Our analysis demonstrated that on-the-fly adjustments to wheelchair configurations can improve downhill wheeling stability; however, the dominant factors in determining tip risk were bump height, wheeling speed and rear axle position which are not affected by on-the-fly alterations. Furthermore, an incorrectly positioned adjustable wheelchair can decrease stability. Therefore, training users to effectively use on-the-fly adjustments and defining the limits of operation will be important for optimizing the potential stability benefits of the technology. The results of the analysis also show that backrest angle had a greater effect on downhill rolling stability than seat angle. As a result, a chair with an adjustable backrest alone [42] could provide most of the potential downhill wheeling stability benefits observed in this study.
Strengths and limitations
Computational models are an efficient method for studying wheelchair dynamics, however they are limited by model input accuracy [
12]. The use of passive dummy models is a particular limitation, as it disregards any active movements of the user. For the case of rolling down a slope this is not a major issue as users are advised to maintain their weight towards the rear of the wheelchair when descending [
13]. However, when navigating obstacles and for other situations where the user actively changes their position, future models will need to be modified to simulate user activity. Since the mass of the user represents the majority of the system mass, dummy stature is another limitation. The ISO dummies used represent the average stature of a wheelchair user [
18], but individual variations may affect model accuracy by changing the mass distribution and therefore the inertial characteristics and centre of mass of the user.

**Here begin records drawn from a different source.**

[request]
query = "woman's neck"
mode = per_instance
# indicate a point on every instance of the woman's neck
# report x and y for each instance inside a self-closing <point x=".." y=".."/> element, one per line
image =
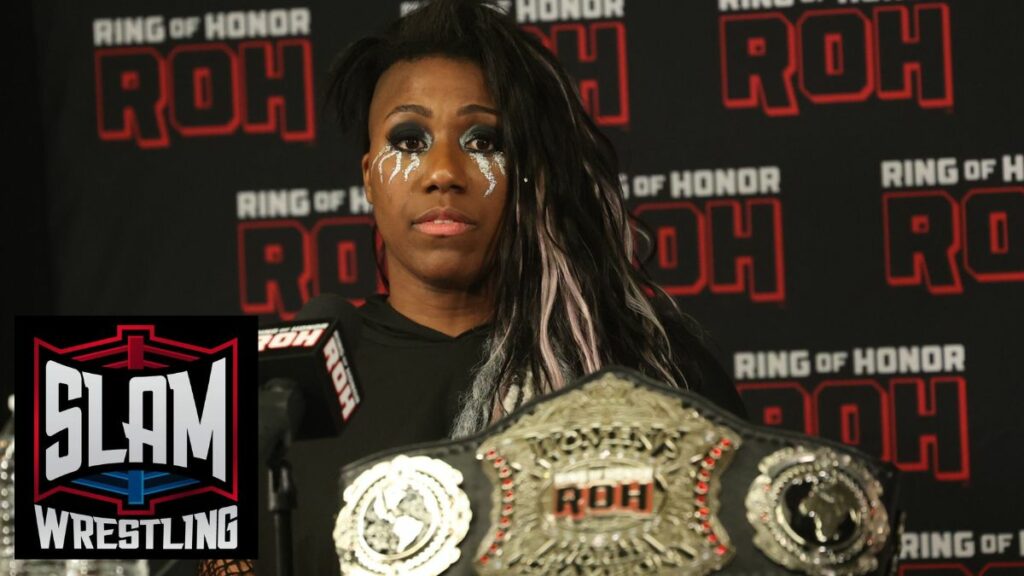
<point x="451" y="312"/>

Discrepancies between the simulation and experimental results were likely due to the model being highly sensitive to the material properties of the wheels, and limitations in the method of measuring axial friction of the wheels. This is demonstrated by the increased sensitivity of the model to the wheel unloading characteristics (Table
3). Rigid body models are unable to fully capture the dynamics of collisions [
41]. Since some deformation occurs on impact with the bump, finite-element methods could improve the accuracy of the tire contact calculations. Including tire deformation would also allow the rolling resistance of the wheelchair to be more accurately modelled. However, using finite element analysis in the model would greatly increase computational time and limit the number of simulations that could feasibly be run. The measured physical properties of the wheelchair were another possible source of error in the model. In particular, the accuracy of the wheel contact characteristics and the axial friction were limited by the methods used to measure them. Since the loading of the wheels were measured statically, they would not precisely match the dynamic loading characteristics during a collision. Measuring the dynamic loading of the wheels was outside the scope of this study. Using an unloaded axial friction load was also a limitation, but provided a reasonable approximation. Estimating friction coefficients from the deceleration of the wheels resulted in a less accurate model than using the friction loads from the unloaded wheel.